Around 1% of appendix specimens contain neoplasia, usually carcinoid or adenocarcinoma. Carcinoids are often small, incidentally detected, and adequately treated by the appendicectomy that led to the diagnosis. Conversely, mucinous adenocarcinomas may be problematic. Residual mucin can lead to pseudomyxoma peritonei or retroperitonei ( Fig. 22.35 ).

Although considerably less common than appendicitis, mucocoele of the appendix ( Fig. 22.36 ) is associated with increased risk of malignancy with histological evidence of cystadeno-carcinoma in approximately one-third of cases. Furthermore, appendix mucocoele is associated with synchronous colonic tumours and hence colonoscopy is recommended.

Summary Box: CT and MRI for Diagnosis and Staging of Large Bowel Malignancy

• Sensitivity of computed tomography (CT) colonography for detecting colorectal cancer and large polyps approaches that of colonoscopy when performed using optimal technique and interpreted by appropriately trained practitioners.

• CT remains the mainstay for staging distant disease from large bowel primary tumours, although positron emission tomography combined with either CT or magnetic resonance imaging (MRI) has increasing utility in identifying occult metastases in high-risk patients.

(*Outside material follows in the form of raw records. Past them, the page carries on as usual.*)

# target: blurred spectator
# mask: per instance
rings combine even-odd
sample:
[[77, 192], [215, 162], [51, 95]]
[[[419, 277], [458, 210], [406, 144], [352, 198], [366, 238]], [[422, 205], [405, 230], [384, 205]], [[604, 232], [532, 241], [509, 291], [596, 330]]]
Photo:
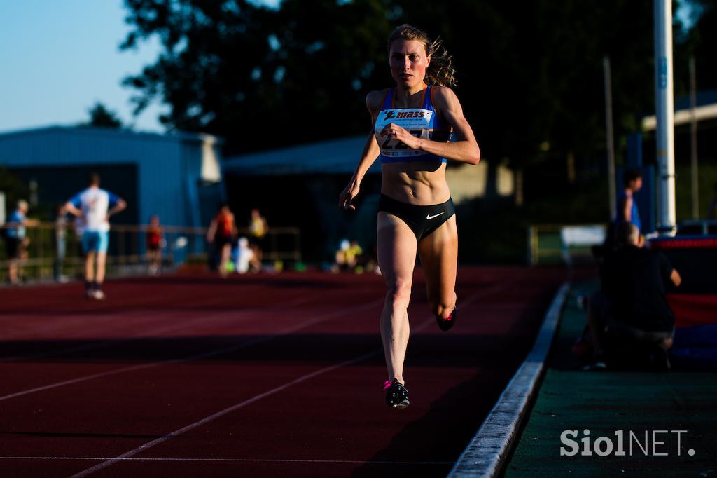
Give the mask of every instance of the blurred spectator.
[[234, 214], [229, 208], [229, 205], [222, 205], [219, 212], [206, 231], [206, 240], [214, 245], [216, 251], [219, 255], [218, 265], [219, 276], [226, 277], [229, 273], [228, 266], [232, 254], [232, 245], [237, 240], [237, 222]]
[[358, 245], [357, 241], [343, 239], [339, 244], [338, 250], [336, 251], [336, 263], [332, 270], [334, 272], [338, 271], [363, 272], [363, 254], [364, 250]]
[[615, 217], [607, 227], [605, 241], [602, 246], [593, 248], [593, 254], [599, 258], [604, 257], [617, 249], [617, 228], [623, 222], [634, 224], [640, 232], [638, 245], [645, 244], [645, 237], [642, 235], [642, 221], [637, 203], [635, 201], [635, 194], [642, 189], [642, 174], [637, 169], [627, 169], [622, 174], [623, 189], [617, 197]]
[[652, 363], [669, 368], [675, 315], [665, 299], [669, 285], [679, 286], [680, 274], [663, 254], [638, 247], [640, 233], [632, 223], [617, 228], [618, 248], [600, 268], [601, 289], [590, 296], [588, 327], [594, 361], [586, 370], [617, 367], [631, 353], [652, 355]]
[[39, 224], [34, 219], [27, 218], [29, 207], [27, 202], [20, 200], [17, 206], [8, 217], [5, 225], [5, 247], [8, 259], [8, 276], [10, 283], [16, 286], [20, 283], [22, 271], [19, 264], [21, 261], [27, 257], [26, 248], [29, 245], [30, 240], [27, 235], [26, 228], [32, 228]]
[[[85, 296], [103, 300], [105, 266], [110, 242], [110, 217], [124, 210], [124, 200], [100, 189], [100, 175], [90, 177], [89, 187], [65, 204], [65, 210], [82, 219], [82, 253], [85, 254]], [[95, 267], [96, 261], [96, 267]]]
[[162, 226], [159, 224], [159, 217], [156, 215], [149, 219], [149, 226], [145, 233], [145, 245], [147, 248], [149, 273], [158, 276], [162, 266], [162, 248], [166, 245], [166, 241]]
[[[249, 243], [254, 252], [253, 268], [261, 269], [262, 259], [264, 256], [264, 247], [267, 233], [269, 232], [269, 224], [266, 218], [262, 215], [258, 209], [252, 210], [249, 220]], [[258, 264], [258, 268], [256, 265]]]
[[250, 271], [257, 271], [260, 266], [257, 265], [254, 251], [249, 247], [249, 240], [239, 238], [237, 247], [234, 270], [240, 274], [244, 274]]
[[637, 169], [627, 169], [622, 175], [622, 184], [625, 189], [617, 198], [615, 224], [631, 222], [637, 228], [638, 233], [642, 234], [642, 224], [640, 220], [640, 211], [637, 210], [637, 203], [634, 196], [642, 189], [642, 174]]
[[67, 282], [67, 278], [62, 273], [65, 256], [67, 252], [67, 212], [62, 205], [58, 205], [54, 218], [54, 262], [53, 276], [57, 282]]
[[717, 182], [715, 183], [714, 189], [714, 199], [710, 203], [710, 211], [708, 213], [708, 217], [710, 219], [717, 219]]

• MRI is the technique of choice for local staging of anal and rectal tumours evaluating stage, adverse prognostic features and circumferential resection margin status with high accuracy, providing an invaluable tool for guiding surgery or neoadjuvant therapy.

• MRI can also demonstrate tumour regression following neoadjuvant therapy helping to inform clinical decision making non-operative approaches to rectal malignancy.

• Nodal staging for colonic malignancy remains challenging for all imaging techniques; morphological characteristics should be considered rather than size criteria alone to assess likelihood of involvement.